On the topic of weed control, David comments:  “There are ongoing discussions about best practice, but we recently made the decision to continue to apply a herbicide in a strip under the trees because the soil is not cultivated there, and cultivation is known to release carbon dioxide.

“Firstly, we don’t want trees competing for water and nutrients, but also if you leave weeds such as cleavers and thistles, they can grow quite tall, and go through the branches. Then there is a risk that they may scratch and disfigure the fruit.”

Asparagus, as a weed, is common in the area and David has found it to be insensitive to the normal range of herbicides, so he has to resort to having it dug out.

Wet springs play havoc

Being based in a drier corner of the country means that scab (Venturia inaequalis) incidence is slightly less prevalent as in other areas of the country. The fungus survives the winter on fallen leaves and unripe fruits, forming ascospores. When the temperature warms up, these ascospores mature and are subsequently released when they become wet. The pathogen then spreads by airborne spores.

Once infected, plants produce cork as a defence against further growth of the fungus.

“Some of the new varieties are more scab resistant, but wet springs can still play havoc with the blossom, leaves, petioles and the developing fruit,” he says.

No on-site storage

Discussing post-harvesting, David reveals that they do not have any grading or storage facilities on the farm.

“This would need a great deal of capital to set up efficiently, so we prefer to use professionals who are specialist in this area and possess the sophisticated equipment to realise the necessary economies of scale.

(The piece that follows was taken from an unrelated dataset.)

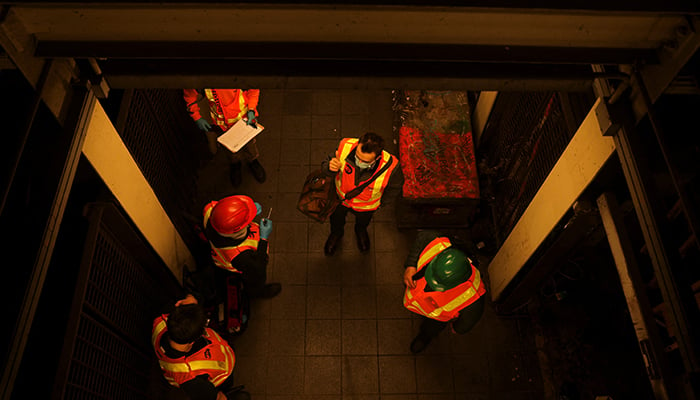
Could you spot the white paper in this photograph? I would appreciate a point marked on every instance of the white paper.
(238, 135)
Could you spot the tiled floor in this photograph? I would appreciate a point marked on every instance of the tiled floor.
(338, 330)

“We aim to concentrate on growing the best crop possible, to invest in orchards and the associated equipment, and not being distracted by extra administration tasks and onerous volumes of paperwork that the running of a pack house involves,” he emphasises.

Once harvested, the apples and pears are sent to AC Goatham & Son, where they are stored, graded and packed before being supplied to Sainsbury’s. The cherries go to AR Neaves for packing, marketing through Berry Gardens, and then are subsequently sold in Marks & Spencer, Aldi, and Sainsbury’s.

“One of the problems with cherries is the poor net return farmers receive when they are sold in packs of 200g,” laments David.

The packaging process costs the farmer around £2.25/kg, he says, adding that there is also an environmental footprint of putting them in a plastic punnet which is heat sealed in with polythene.

“While we understand the supermarket is probably trying to keep the pack below a certain price to achieve a price point of acceptability, it really does not work for the growers.”

The minimum size in the US is equivalent to 454g, and this, he points out, is a much more efficient and sustainable size.

“If the supermarkets would put the minimum size at 400g, we could halve the cost, the waste, and benefit the environment,” he concludes.